Theo nodded once, as if confirming his own thoughts. "Find somewhere to rest. You'll need it for tomorrow."
He turned to leave.
"Wait—" My voice cracked before I could stop it. He paused, not looking back. "Please. I… I don't know where to stay."
The silence between us stretched, long enough for the fog to curl around his shoulders like smoke.
For a moment, I thought he'd just walk away. He looked like the kind of man who always did.
But then he exhaled softly, his head tilting the slightest bit. "You shouldn't talk to strangers here," he muttered.
"I don't have anyone else," I whispered.
He turned then. The faint red light caught in his eyes, and for the first time, I saw something human there…something restrained, buried deep.
Theo hesitated. Then he said, almost reluctantly, "Come."
He didn't wait to see if I followed. Just started walking… long, even strides that made me jog to keep up. The streets around us were twisted, unfamiliar, shifting as we moved through them.
The buildings leaned close, whispering through cracks in the brick. The air smelled faintly of ash and metal.

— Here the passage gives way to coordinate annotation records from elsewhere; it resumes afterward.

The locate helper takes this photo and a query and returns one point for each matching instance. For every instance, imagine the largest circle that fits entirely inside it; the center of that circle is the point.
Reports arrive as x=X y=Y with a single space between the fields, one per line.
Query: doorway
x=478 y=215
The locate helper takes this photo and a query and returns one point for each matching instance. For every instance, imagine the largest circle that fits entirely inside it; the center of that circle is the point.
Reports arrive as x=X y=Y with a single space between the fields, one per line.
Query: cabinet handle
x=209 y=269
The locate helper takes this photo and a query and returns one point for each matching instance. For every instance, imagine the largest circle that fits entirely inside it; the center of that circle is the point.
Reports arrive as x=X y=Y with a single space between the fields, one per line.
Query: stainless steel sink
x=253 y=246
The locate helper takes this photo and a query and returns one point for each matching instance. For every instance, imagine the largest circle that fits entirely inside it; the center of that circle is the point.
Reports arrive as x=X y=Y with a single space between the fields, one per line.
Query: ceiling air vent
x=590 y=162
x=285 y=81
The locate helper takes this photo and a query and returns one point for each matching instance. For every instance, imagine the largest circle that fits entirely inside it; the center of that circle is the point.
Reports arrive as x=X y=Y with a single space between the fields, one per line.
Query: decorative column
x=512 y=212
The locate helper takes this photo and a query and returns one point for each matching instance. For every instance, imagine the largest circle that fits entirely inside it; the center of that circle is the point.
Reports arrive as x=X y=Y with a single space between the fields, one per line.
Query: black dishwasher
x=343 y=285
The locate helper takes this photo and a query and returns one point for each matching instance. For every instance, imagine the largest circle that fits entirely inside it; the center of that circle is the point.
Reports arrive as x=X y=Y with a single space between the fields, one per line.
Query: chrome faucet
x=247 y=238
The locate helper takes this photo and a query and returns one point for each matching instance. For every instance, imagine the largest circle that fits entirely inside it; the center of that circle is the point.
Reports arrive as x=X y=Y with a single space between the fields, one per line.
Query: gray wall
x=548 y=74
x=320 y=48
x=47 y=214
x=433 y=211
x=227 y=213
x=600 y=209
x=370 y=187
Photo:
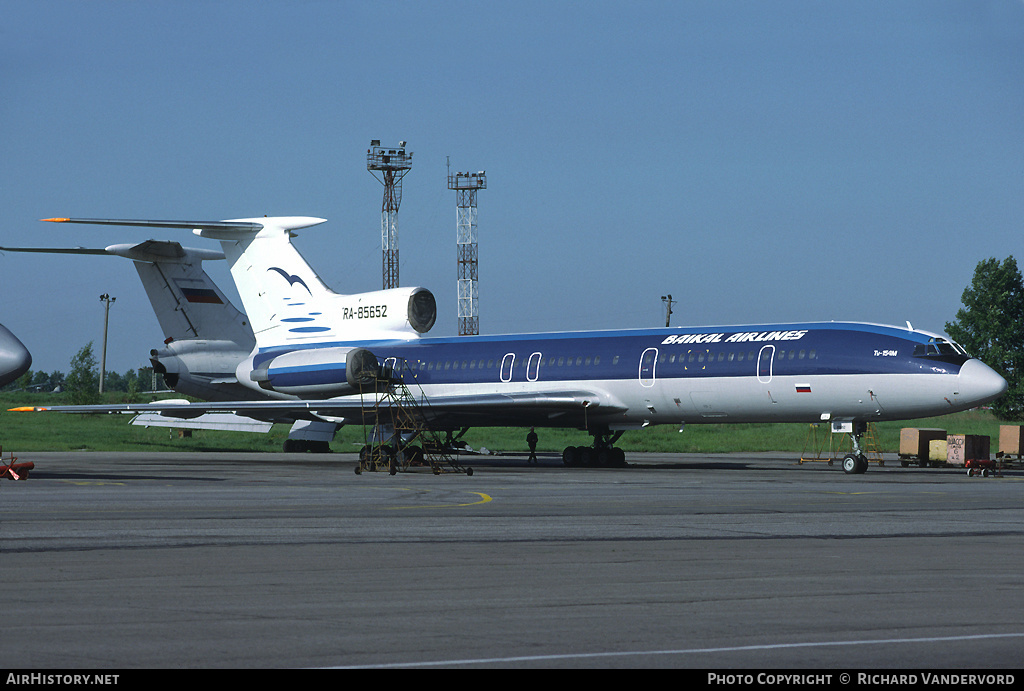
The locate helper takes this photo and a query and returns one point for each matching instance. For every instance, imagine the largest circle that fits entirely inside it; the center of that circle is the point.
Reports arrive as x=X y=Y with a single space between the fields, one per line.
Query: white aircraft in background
x=316 y=353
x=206 y=337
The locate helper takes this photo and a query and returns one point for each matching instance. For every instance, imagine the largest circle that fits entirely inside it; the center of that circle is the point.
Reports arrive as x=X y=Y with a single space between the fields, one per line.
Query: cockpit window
x=939 y=347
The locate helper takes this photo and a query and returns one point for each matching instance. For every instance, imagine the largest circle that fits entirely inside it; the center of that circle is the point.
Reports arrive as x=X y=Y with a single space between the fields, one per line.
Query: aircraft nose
x=979 y=383
x=14 y=357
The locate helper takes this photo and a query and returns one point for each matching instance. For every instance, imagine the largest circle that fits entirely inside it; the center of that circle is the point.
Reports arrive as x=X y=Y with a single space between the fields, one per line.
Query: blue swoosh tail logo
x=291 y=278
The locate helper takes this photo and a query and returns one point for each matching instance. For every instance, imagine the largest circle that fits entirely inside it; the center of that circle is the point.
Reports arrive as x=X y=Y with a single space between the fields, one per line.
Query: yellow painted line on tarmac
x=483 y=500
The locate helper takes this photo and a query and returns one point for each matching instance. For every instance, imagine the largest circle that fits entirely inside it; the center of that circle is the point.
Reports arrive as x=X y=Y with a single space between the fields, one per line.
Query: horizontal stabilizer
x=151 y=251
x=210 y=421
x=250 y=226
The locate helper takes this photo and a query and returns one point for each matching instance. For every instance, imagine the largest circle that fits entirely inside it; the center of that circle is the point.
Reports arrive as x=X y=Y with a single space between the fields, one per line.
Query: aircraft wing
x=491 y=408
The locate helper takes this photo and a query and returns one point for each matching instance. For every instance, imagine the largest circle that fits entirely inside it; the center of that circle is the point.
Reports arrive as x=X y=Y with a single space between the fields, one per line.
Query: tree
x=82 y=383
x=990 y=326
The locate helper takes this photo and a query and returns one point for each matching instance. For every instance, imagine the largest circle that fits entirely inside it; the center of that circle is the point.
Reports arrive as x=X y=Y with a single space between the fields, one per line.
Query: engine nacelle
x=395 y=310
x=201 y=368
x=314 y=372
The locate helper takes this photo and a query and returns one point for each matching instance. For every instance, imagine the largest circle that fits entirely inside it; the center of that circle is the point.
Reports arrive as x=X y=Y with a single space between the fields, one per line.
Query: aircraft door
x=534 y=368
x=765 y=362
x=507 y=362
x=648 y=364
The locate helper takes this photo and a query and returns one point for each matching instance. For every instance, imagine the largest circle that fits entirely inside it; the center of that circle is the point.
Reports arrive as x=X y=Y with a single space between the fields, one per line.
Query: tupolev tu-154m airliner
x=317 y=352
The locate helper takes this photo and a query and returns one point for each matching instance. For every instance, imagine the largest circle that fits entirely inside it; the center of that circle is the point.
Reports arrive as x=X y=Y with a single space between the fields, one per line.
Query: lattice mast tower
x=391 y=164
x=466 y=186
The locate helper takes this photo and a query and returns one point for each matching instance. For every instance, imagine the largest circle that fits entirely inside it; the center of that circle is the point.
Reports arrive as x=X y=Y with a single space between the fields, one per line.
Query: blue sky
x=760 y=161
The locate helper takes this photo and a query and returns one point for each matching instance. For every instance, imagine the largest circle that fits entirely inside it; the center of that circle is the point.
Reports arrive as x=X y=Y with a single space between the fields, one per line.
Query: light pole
x=107 y=299
x=667 y=299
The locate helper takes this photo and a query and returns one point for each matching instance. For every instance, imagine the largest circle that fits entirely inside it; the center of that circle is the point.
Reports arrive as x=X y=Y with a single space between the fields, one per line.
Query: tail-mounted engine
x=316 y=372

We stopped at a narrow door hidden between two broken walls. Theo pushed it open with his shoulder. Inside, the air was still, quiet. A single cot sat in the corner.
"This will do," he said. "Don't touch anything that breathes."
I blinked. "What?"
He didn't elaborate. Just glanced once around the room, then stepped back toward the door.
"The next trade starts at dawn," he said. "Be awake."
He was almost gone when I found the courage to speak again. "Theo…"
He paused.
"What did you trade?" I asked quietly.
He looked over his shoulder, eyes shadowed under the dim light. "Enough," he said simply.
Then he closed the door behind him.
The silence that followed felt alive… pressing close, heavy with all the things I couldn't feel anymore.